Morris describes Listening to Smile to other as “science and entertainment working together”.

“Most people don’t know this, but if you use streaming services like Spotify during your massage therapy sessions, you are breaking copyright law if you don’t have permission to use the music,” in your business or for your event, “Morris said.” With our products, our affiliates license our music, so they are covered. They have earning potential by selling music to their yoga students, Or other.

Tenille Bentley, frequency musician and business owner from Perth, Western Australia, first met Morris in interviews with people in the sound frequency field. She met him during a tour of the United States and interviews for a television channel.

Bentley shared her experiences with the Index-Journal via email, writing that in one of her first interviews with Morris, she experienced music that danced “through her lungs and down” through her feet.

From there, the two collaborated to create guided meditation works through adapted frequencies and recorded tracks. Additionally, she and Ian co-created an album together.

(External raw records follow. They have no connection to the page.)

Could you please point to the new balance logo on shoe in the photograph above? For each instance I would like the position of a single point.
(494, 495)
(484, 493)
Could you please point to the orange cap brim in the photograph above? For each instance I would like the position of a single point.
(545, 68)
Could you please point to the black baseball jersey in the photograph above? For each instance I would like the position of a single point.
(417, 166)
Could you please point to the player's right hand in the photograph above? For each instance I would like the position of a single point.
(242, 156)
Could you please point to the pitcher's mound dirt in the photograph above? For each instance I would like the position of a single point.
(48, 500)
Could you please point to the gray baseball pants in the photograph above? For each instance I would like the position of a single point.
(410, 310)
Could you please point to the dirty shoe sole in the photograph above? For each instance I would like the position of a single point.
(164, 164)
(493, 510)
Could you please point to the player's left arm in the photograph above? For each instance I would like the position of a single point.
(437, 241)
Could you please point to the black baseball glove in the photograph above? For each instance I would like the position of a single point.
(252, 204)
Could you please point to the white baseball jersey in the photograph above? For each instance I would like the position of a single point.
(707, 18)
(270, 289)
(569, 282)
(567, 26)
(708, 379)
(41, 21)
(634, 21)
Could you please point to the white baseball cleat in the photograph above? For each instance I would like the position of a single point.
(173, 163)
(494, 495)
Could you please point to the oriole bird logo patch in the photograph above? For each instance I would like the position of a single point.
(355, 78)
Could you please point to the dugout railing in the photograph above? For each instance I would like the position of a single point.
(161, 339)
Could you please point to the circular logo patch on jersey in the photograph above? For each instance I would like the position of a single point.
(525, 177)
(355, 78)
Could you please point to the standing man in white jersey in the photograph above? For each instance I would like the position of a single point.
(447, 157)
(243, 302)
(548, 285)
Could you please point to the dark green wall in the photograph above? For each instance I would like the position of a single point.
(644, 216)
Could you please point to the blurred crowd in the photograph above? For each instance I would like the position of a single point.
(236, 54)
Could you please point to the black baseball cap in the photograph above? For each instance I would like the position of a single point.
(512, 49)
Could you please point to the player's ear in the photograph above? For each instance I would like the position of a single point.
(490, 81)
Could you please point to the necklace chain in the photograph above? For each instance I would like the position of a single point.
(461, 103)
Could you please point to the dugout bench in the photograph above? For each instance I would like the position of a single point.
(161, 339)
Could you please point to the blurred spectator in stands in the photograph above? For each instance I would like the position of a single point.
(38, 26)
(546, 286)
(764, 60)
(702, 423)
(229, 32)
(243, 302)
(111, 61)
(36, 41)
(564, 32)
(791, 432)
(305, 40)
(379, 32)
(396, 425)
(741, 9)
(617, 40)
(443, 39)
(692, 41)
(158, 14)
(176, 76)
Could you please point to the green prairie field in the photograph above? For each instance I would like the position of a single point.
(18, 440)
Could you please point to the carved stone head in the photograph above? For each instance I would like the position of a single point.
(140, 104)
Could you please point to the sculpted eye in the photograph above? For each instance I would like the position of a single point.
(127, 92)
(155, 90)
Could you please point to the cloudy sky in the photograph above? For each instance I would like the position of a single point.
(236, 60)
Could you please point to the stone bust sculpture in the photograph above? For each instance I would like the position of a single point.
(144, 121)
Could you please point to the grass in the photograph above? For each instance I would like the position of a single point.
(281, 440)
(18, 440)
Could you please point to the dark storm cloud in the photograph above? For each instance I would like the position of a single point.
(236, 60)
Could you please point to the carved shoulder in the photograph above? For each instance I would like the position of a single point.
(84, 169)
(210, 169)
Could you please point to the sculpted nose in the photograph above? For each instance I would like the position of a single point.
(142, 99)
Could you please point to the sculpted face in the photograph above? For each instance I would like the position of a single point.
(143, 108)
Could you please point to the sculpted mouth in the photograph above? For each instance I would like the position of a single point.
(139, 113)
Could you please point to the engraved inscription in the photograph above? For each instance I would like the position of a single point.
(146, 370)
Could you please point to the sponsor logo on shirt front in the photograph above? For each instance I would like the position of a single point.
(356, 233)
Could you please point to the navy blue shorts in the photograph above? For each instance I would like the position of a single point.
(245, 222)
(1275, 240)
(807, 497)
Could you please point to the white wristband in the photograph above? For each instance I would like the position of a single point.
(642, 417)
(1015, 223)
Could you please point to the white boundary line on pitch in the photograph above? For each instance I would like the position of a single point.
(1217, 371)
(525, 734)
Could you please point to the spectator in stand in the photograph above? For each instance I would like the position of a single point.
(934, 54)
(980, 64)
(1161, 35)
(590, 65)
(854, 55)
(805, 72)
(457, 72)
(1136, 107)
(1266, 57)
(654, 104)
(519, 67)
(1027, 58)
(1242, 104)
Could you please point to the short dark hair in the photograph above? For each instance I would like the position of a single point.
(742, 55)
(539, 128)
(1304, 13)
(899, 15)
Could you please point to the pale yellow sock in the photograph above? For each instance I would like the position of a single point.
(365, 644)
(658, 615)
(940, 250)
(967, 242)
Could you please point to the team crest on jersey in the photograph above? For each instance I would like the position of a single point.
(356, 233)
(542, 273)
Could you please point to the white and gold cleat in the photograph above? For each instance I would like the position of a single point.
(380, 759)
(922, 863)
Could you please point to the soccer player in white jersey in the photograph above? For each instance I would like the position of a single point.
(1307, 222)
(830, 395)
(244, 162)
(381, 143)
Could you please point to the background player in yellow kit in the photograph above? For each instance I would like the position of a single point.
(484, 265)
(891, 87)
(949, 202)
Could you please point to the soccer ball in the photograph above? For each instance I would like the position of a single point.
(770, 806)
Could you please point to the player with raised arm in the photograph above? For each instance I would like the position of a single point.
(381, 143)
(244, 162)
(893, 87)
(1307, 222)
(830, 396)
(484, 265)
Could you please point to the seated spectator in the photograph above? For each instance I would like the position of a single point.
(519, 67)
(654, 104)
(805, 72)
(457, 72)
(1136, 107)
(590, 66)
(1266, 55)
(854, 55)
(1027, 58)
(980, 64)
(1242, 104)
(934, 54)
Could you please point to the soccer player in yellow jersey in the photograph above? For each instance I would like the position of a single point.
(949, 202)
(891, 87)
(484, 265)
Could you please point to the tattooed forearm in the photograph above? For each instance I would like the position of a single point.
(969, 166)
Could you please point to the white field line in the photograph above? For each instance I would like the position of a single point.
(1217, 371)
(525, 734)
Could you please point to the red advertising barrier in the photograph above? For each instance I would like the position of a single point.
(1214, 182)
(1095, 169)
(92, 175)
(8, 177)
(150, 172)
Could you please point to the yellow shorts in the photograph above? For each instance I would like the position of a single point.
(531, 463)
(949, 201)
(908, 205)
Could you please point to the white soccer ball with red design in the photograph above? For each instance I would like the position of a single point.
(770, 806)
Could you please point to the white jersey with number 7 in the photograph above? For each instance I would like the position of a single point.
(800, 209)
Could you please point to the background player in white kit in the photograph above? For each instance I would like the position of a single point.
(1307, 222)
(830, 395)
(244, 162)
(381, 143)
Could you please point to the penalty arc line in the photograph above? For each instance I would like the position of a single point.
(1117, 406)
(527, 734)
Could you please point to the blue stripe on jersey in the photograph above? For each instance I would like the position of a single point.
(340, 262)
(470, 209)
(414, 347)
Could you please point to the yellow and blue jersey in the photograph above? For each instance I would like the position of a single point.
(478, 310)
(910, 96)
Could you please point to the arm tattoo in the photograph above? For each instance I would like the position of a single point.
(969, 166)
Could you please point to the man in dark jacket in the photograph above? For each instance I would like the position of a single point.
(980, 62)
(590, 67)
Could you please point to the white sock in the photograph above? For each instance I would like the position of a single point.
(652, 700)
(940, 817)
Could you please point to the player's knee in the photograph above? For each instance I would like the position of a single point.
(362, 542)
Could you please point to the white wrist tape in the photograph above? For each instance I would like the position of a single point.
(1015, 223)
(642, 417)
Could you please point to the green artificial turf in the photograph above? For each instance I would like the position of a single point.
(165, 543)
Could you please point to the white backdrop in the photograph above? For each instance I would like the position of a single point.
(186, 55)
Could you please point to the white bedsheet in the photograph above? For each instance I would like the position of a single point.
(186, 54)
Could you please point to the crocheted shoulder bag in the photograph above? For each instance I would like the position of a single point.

Bentley then went on to lead successful workshops and learn to play new musical instruments while working with frequencies she found to help people with everything from physical pain to insomnia and anxiety, with the possibility customize mindfulness programming for children and adults.

Bentley is currently working on a documentary film project, exploring the connection between mind, sound frequency, science and the human body. She interviewed Morris for this film, which is in production and titled “Does Sound Heal?” “

Bentley says she encourages others to explore these topics.

“The worst that can happen is listening to great music,” writes Bentley. “But, if in doubt, look at the science.”

Contact Sainte-Claire Donaghy at 864-992-8934.